Celles et ceux qui ont vu le film Her, avec Joaquin Phoenix, se disent peut-être que tomber amoureux d’une machine, cela n’arrive que dans les films. Et pourtant, en amour comme ailleurs, la réalité dépasse bien souvent la fiction. Tomber amoureux·se d’un objet ou d’une machine, dans l’idée, cela ne date pas d’hier. La preuve avec Pygmalion, le sculpteur de la mythologie grecque, tombé amoureux de Galatée, sa statue d’ivoire.

Une épidémie de solitude

Aujourd’hui, à l’heure des agents conversationnels, des hologrammes et autres poupées parlantes, le risque de développer une accoutumance, voire un attachement, est bien présent, surtout pour les personnes fragiles. D’autant plus quand il s’agit de combler un vide, voire une solitude. Quand on voit que, selon la Fondation de France, 14 % des Français·e·s sont en situation d’isolement, et que, selon l’Ifop, nous faisons face à une véritable épidémie de solitude, avec 18% des personnes interrogées qui se disent se sentir « toujours ou souvent seule » depuis le début de la crise sanitaire, on peut comprendre que certain·e·s trouvent un réconfort dans le fait de parler à leur robot conversationnel. 
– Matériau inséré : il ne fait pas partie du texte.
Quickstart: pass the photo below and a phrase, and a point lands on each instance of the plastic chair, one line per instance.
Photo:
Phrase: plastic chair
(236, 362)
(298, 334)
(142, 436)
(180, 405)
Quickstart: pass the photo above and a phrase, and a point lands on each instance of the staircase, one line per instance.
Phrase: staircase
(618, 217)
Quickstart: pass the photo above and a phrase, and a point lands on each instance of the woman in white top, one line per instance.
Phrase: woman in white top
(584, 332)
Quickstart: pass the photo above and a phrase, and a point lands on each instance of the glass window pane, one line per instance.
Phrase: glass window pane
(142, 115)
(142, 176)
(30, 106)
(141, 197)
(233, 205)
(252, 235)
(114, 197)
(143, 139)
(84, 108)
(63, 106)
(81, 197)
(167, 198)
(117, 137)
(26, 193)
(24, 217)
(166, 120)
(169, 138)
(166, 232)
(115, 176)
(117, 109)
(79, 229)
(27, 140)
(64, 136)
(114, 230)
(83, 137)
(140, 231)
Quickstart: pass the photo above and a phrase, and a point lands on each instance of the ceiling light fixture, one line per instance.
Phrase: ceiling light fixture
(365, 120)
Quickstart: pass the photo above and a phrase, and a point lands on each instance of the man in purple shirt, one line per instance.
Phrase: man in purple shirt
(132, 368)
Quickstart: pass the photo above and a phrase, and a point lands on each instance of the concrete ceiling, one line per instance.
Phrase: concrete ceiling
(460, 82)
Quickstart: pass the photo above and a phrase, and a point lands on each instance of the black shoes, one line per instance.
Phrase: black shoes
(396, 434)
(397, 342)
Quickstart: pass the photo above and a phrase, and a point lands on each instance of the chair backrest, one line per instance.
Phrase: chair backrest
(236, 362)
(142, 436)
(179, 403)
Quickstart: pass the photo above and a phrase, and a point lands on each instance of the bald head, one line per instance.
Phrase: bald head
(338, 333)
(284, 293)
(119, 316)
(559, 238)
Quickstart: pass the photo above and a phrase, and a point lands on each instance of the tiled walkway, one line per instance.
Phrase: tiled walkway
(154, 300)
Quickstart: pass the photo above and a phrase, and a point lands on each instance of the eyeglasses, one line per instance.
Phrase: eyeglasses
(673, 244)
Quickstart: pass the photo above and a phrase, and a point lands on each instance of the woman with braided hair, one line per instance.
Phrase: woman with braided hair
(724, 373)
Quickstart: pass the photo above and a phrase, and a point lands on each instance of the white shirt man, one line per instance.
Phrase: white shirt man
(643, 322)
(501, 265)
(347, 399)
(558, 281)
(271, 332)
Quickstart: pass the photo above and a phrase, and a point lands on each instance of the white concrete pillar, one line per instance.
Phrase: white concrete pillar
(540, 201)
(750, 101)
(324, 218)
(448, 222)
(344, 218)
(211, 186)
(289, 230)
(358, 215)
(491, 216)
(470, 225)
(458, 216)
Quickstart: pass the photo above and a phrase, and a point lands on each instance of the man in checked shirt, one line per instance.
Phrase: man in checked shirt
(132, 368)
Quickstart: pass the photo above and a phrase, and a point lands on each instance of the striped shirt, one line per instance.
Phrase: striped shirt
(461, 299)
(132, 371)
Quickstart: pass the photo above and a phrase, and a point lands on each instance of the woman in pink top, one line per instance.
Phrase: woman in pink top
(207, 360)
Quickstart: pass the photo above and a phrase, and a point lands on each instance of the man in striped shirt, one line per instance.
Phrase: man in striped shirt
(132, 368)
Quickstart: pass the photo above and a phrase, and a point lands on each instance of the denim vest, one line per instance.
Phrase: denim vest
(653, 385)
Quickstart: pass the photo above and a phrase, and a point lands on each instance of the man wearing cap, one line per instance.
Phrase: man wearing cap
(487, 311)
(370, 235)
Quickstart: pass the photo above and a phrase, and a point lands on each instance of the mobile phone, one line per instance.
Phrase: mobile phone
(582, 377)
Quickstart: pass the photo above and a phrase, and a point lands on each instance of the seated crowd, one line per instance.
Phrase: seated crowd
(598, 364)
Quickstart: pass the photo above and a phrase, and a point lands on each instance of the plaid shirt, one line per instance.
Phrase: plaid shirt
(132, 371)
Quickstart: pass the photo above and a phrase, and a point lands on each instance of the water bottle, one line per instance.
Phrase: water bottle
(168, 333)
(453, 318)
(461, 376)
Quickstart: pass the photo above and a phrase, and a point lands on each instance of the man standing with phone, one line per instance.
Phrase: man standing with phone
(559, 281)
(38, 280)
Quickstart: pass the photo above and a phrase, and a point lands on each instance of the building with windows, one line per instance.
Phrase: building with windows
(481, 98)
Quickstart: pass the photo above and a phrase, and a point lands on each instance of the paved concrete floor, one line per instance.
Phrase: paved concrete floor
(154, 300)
Au Japon, un hologramme de compagnie féminin du nom d’Azuma a déjà trouvé quelques centaines de nouveaux compagnons. Et les love dolls, ces poupées sexuelles, se démocratisent, même si leur nombre reste encore limité pour des raisons financières. Pour l’hologramme Azuma comme pour les poupées augmentées, il faut en effet compter plusieurs milliers d’euros.

Touche pas à mon bot

On pourrait penser que ce marché concerne exclusivement le public masculin, prêt à se satisfaire de ces objets intelligents qui simulent l’amour et les courbes d’une femme, et pourtant, les femmes ne sont pas en reste. C’est Agnès Giard, anthropologue à l’université Paris Nanterre, qui travaille sur l’industrie des simulacres affectifs qui nous en parlait. Selon elle, au Japon toujours, certaines femmes refusent de se marier, ne voulant pas se mettre au service d’un homme (on les comprend !). Alors, parmi ces millions de jeunes femmes forcées au célibat, certaines expriment leur malaise et leur frustration en se mettant en couple avec un non-humain. La moitié des Japonaises ont ainsi un petit ami de poche, un personnage dans une application avec qui elles dialoguent selon des scénarios scriptés.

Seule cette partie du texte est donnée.